And how will it ever end?
unless the day finally arrives
when we have compared everything
in the world
to everything else in the world,
and there is nothing left to do
but quietly close our notebooks
and sit with our hands folded on our desks.
– Billy Collins, The Trouble With Poetry
Ryan Richt pointed out in a comment, so what if HMMER3 is as fast as BLAST; even BLAST isn’t fast enough these days!
That’s an interesting comment. I think we’ve reached a turning point in the field. I think we will now see a schism between tools that do remote homology search, versus tools that do rapid mapping of reads to identical or near-identical reference genomes. We’ve used BLAST as our jack-of-all-trades for over a decade. It’s the lineal descendant of the first dynamic programming sequence alignment routines that were happy just to score alignments by percentage identity. Modern needs are now pressing it on two very different fronts.
To map a zillion Illumina reads to a near-identical reference genome, BLAST really isn’t the right tool. Instead I’d reach for Gusfield’s brilliant book Algorithms on Strings, Trees, and Sequences and I’d learn how to use suffix trees or suffix arrays. The computer science guys know how to find near-exact matches in a tearing hurry. There, the cleverness of the algorithm is the main thing, not the scoring system.

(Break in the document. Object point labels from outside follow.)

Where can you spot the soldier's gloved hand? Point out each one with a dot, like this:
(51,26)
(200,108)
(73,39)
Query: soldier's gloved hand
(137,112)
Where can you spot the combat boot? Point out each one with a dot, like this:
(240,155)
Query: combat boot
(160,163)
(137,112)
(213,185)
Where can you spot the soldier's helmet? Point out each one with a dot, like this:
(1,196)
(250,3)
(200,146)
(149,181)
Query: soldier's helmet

But to peer as far back in evolutionary time as I can, and detect the remotest homologies, dealing with four billion years of evolutionary erosion and noise, BLAST really isn’t the right tool either (I’d argue). Instead I want to break out the hard core Bayesian statistical inference machinery. For remote sequence comparison, it’s really the cleverness of the scoring system that’s your main worry, and your algorithms are secondary.
They’re different problems, with different demands.
Tools are appearing which are heavily optimizing on the speed axis, to keep up with the increasingly massive demands of intraspecific (within-species) sequence comparison and mapping, while using simple scoring systems just sensitive enough to work for near-identical sequences. This really isn’t the problem domain I envision for HMMER.
HMMER’s aim is to deploy strong Bayesian inference for remote homology detection, using the most complex and realistic probabilistic models we think we can usefully manage, while staying fast enough and practical enough to keep up with the data demands of interspecific (cross-species) comparative sequence analysis.